A friend asked what I love the most about cycling, and I realized…
The moment I get on the bike, I feel transported back in time. Is it to the child mind, where I am free and strong and can go anywhere I want? Not completely true, since I have to contend with the annoying constraints of gravity and national borders and financial woes. But cycling always takes me out of the worry and concerns of daily life. Maybe then I’m not transported back to childhood as much as liberated from time itself.
Consider that moment when I notice that I’ve cycled several miles without a thought. Up and over a long hill, past fields and forrest, city and shopping mall and industrial blight. Out of time, out of mind, out of body? Or into body experience so much that my chattering mind finally shuts up.
My friend then asked what I’d learned about writing from the Sun Magazine workshops. This gave me pause. Attending the last three of the Esalen workshops, each time I had trouble connecting with the retreats, felt I didn’t open up, that I didn’t really learn much.
However, on this last tour, writing on this blog became a genuine creative outlet. I strived to reveal more of my personal experience, to become more transparent, to tell the inner story of emotion, of conflict, of loss, of desire. Wrote things that previously I’d reserved for my personal journal, or for intimate conversation, or for the realms of nightmare and fantasy.
December, while working the floor at FireWorks, several people told me they’d read the blog. At first I was taken aback, stunned, blushingly embarrassed. People where actually READING this?! Lots of people. People who were customers, business contacts, total ‘strangers’. And also several casual friends who I’d kept at arm’s length, reserved.

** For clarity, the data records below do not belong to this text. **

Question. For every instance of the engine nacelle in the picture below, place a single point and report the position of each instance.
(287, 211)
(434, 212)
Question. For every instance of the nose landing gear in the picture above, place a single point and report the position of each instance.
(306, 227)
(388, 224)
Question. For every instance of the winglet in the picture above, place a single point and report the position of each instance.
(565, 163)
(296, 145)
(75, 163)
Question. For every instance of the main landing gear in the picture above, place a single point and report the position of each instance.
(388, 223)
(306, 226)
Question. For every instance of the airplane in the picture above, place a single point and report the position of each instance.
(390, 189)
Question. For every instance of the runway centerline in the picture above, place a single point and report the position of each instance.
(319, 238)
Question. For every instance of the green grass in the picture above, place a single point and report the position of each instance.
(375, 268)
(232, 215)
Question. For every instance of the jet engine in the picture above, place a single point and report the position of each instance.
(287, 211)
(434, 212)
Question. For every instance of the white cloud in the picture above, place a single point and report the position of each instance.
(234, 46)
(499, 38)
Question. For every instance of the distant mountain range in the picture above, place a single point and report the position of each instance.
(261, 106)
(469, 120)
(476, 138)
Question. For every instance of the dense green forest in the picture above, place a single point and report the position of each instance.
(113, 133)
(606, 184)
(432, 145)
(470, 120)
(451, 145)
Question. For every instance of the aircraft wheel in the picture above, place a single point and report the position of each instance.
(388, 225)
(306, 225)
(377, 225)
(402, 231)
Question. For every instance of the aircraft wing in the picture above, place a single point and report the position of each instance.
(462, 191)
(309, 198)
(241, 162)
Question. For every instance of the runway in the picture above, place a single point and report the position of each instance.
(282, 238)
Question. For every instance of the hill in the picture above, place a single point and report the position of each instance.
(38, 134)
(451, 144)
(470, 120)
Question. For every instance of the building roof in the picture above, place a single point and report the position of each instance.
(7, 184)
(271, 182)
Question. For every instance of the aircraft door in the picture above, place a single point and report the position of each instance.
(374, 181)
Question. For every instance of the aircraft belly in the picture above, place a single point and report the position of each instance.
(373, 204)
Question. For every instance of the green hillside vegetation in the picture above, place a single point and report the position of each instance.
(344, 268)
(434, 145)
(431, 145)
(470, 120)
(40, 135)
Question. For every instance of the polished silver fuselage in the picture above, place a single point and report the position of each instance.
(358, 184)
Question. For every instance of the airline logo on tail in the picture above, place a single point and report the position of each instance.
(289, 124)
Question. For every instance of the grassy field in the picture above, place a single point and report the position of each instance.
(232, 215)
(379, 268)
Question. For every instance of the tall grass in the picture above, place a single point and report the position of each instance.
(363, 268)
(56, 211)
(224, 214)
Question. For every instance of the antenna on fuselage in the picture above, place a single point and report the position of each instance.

Take a breath, Ocean. Relax. Pay attention. Oh, that’s right, I’ve always wanted this exposure, this transparency, this chance at being authentic, being seen, being real. OK, thanks for reading, all of you, as I muster the courage to respond. Thanks for joining on this life journey, at times intense and painful, always intimate and personal.
So writing is another way I transcend the bounds of space and time, to cross over into the realm of dreams and imagination. The cycle, the journal, the blog, the body, the mind. Time machines.